Optimizing survival of large fibula osteocutaneous flaps for extensive full-thickness oromandibular defects: A two-stage approach with temporary orocutaneous fistula.Microsurgery. 2019 Mar; 39(3):234-240.M
Composite and large head and neck defects requiring extensive skin-mucosa coverage are often reconstructed by combining flaps. Herein, we present a simple and reliable two-stage fibula osteocutaneous (FOC) flap technique to improve the survival of a large skin paddle for oromandibular reconstructions.
From October 2011 to September 2016, 47 patients with through-and-through oromandibular defects were reconstructed using FOC flaps with large skin paddles. To ensure optimum survival of skin paddles, temporary orocutaneous fistula were left in place and closed during the second stage operation via de-epithelialization of the skin paddle and suturing of mucosa. Demographic data, operative details, and postoperative complications were recorded.
The skin paddle dimensions ranged from 20 to 31.5 cm in length and 12 to 17 cm in width with an average area of 430.4 cm2 (range 300-504). The average time between the two stages and hospital stay were 10 days and 14 days, respectively. Complications at the donor site included wound dehiscence (n = 3, 6.4%), partial skin graft loss (n = 3, 6.4%) and hematoma (n = 2, 4.3%).
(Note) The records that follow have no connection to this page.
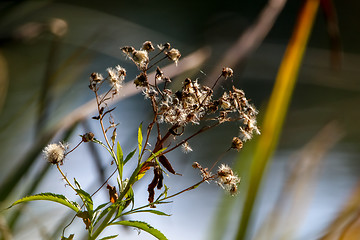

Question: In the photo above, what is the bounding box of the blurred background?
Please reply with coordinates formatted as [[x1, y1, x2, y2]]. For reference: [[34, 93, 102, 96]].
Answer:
[[0, 0, 360, 240]]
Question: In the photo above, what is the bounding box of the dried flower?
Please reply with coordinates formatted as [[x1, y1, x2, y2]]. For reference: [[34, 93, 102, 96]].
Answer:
[[106, 65, 126, 93], [132, 50, 149, 69], [231, 137, 243, 150], [90, 72, 104, 82], [121, 46, 135, 54], [221, 67, 234, 79], [166, 48, 181, 65], [217, 164, 240, 195], [134, 72, 149, 87], [157, 43, 171, 51], [181, 142, 192, 153], [43, 143, 68, 165], [142, 41, 155, 52]]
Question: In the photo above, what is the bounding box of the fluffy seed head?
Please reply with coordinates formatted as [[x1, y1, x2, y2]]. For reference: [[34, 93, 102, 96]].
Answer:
[[166, 48, 181, 64], [142, 41, 155, 52], [221, 67, 234, 79]]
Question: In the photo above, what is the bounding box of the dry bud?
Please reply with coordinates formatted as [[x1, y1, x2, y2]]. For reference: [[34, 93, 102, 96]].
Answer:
[[231, 137, 243, 150], [221, 67, 234, 79], [158, 43, 171, 51], [134, 72, 149, 87], [142, 41, 155, 52], [166, 48, 181, 64], [121, 46, 135, 54]]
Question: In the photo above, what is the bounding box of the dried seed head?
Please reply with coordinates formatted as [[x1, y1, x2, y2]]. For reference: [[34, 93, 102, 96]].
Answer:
[[217, 164, 240, 195], [134, 72, 149, 87], [181, 142, 192, 153], [191, 162, 201, 168], [157, 43, 171, 51], [106, 184, 119, 203], [120, 46, 135, 54], [43, 143, 67, 164], [221, 67, 234, 79], [90, 72, 104, 83], [231, 137, 243, 150], [132, 50, 149, 69], [166, 48, 181, 64], [155, 67, 164, 80], [142, 41, 155, 52]]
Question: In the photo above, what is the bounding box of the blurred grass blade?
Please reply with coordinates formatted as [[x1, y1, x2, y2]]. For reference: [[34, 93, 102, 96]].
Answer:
[[319, 181, 360, 240], [253, 121, 344, 240], [320, 0, 342, 69], [236, 0, 320, 239]]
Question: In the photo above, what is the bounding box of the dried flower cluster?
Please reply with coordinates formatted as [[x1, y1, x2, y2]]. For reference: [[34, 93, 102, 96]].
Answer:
[[192, 162, 240, 195], [45, 41, 260, 208]]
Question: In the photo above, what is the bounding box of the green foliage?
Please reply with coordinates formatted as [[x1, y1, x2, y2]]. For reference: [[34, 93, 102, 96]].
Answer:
[[138, 123, 143, 161], [112, 221, 167, 240], [9, 193, 80, 212]]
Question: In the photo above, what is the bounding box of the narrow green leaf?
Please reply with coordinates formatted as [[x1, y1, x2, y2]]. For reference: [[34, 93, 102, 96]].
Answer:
[[100, 235, 119, 240], [112, 221, 167, 240], [138, 123, 143, 158], [93, 204, 116, 226], [76, 189, 94, 217], [74, 178, 94, 218], [124, 209, 171, 216], [116, 142, 124, 180], [9, 193, 80, 212], [124, 148, 137, 165], [94, 202, 109, 212]]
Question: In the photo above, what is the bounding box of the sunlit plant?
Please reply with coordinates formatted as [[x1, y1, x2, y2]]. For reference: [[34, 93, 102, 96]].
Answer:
[[7, 41, 260, 239]]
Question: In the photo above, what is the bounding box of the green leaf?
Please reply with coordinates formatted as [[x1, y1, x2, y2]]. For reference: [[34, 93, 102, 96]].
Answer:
[[94, 202, 109, 212], [99, 235, 119, 240], [124, 148, 137, 165], [112, 221, 167, 240], [124, 209, 171, 216], [76, 189, 94, 215], [138, 123, 143, 159], [74, 178, 94, 216], [116, 142, 124, 180], [9, 193, 80, 212], [93, 204, 117, 226]]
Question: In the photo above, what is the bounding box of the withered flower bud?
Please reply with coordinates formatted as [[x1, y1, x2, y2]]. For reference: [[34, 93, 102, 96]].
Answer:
[[43, 143, 68, 165], [134, 72, 149, 87], [158, 43, 171, 51], [155, 67, 164, 79], [142, 41, 155, 52], [132, 50, 149, 68], [184, 78, 191, 87], [90, 72, 104, 82], [231, 137, 243, 150], [191, 162, 201, 168], [120, 46, 135, 54], [81, 132, 94, 142], [106, 184, 119, 203], [221, 67, 234, 79]]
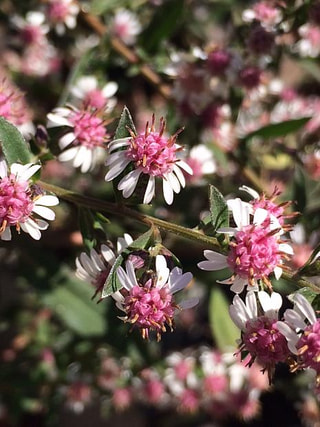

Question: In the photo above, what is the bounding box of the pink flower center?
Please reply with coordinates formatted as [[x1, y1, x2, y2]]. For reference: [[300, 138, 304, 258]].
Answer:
[[227, 225, 281, 280], [297, 320, 320, 374], [69, 111, 107, 148], [124, 280, 175, 339], [0, 174, 34, 228], [127, 131, 176, 176], [84, 89, 107, 110], [49, 0, 69, 22], [243, 316, 289, 366]]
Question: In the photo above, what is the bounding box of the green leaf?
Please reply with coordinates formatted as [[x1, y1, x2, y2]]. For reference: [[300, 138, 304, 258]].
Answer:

Recipient site complications included two (4.3%) early postoperative venous congestions that resolved after elevation and three (6.4%) partial skin flap necrosis (less than 5% surface area). All complications resolved with bedside conservative management. There was only one take-back for evacuation of recipient site hematoma (2.1%) but no flap loss.
Two-staged large skin paddle FOC flaps can simplify reconstruction of extensive oromandibular defects by improving the reliability of the sizable skin paddle and negating the need for a second flap.